Natürlich gehe es ihm dabei nicht um einfache Behauptungen wie etwa, dass die Moderne gut und die Tradition schlecht sei oder umgekehrt. «Ich versuche, eine Perspektive zu finden, in der die beiden Welten zusammengeführt werden können.» Ob das nicht eine der Hauptaufgaben der Kunst sei? Obasi lacht. «Es sollte so sein, ja. Aber aus irgendeinem Grund ist es das nicht.» Und sowieso gebe es ja noch die ganzen ungelösten Probleme, die in einer Gesellschaft erst verhandelt werden müssten. Etwa, wer die Macht hat.
Alles kreist
Als die Gemeinschaft im Dorf langsam mit der Aussenwelt in Berührung kommt und die Möglichkeiten der modernen Medizin die spirituell inspirierte Heilkunst konkurrenzieren, geraten die Machtverhältnisse ins Wanken. Zwei Schwestern, mögliche Nachfolgerinnen von Mama Efe, stehen dann plötzlich einem Herausforderer von aussen gegenüber, der Schulen und Spitäler verspricht. Stattdessen kommen dann weisse Waffenhändler, die den neuen Machthaber auf Kosten der Gemeinschaft aufrüsten. Es ist nicht das einzige Mal, dass die märchenhafte Erzählweise plötzlich von beissender politischer Satire ins Wirbeln gebracht wird.
Der Wirbel, mit einer unsichtbaren Wassergottheit im Zentrum, ist nicht das schlechteste Bild dafür, wie es Obasi in «Mami Wata» gelingt, die zahlreichen Kontraste und Paradoxien auf fruchtbare Weise zueinander in Beziehung zu setzen. Moderne und Tradition, das Männliche und das Weibliche, Gemeinschaft und Gewalt, Realität und Traum: Alles bedingt und umkreist sich gegenseitig, ohne dass sich je ein:e klare:r Gewinner:in ausmachen liesse. Die Macht von Mama Efe geht auf eine mystische Tradition zurück, mit «realen» Kriterien ist sie nicht zu rechtfertigen. So wie auch Obasi es nicht gelten lässt, dass alle Probleme, mit denen der afrikanische Kontinent heute zu kämpfen hat, auf den Kolonialismus zurückzuführen sind: «Natürlich hat dieser ein gewisses Fundament gelegt, aber die Frage ist doch, was wir jetzt aus diesem machen.»

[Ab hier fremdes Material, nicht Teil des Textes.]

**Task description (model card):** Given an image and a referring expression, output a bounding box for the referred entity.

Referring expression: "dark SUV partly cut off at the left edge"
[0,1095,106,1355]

Mama Efe lehnt im Film jegliche modernen Einflüsse unter anderem deswegen ab, weil diese mit dem Kolonialismus kamen. Doch diese Techniken seien nicht alle automatisch schlecht, sagt Obasi. «So vermag etwa das Kino, seinen Status als ‹koloniale Technologie› zu transzendieren, indem wir es uns aneignen und es unserer Art, zu erzählen, anpassen. Am Ende geht es um nichts anderes als um Perspektive und um die Art, wie wir uns selber sehen und darstellen.»
«Mami Wata». Regie und Drehbuch: C. J. «Fiery» Obasi. Nigeria 2023. Jetzt im Kino.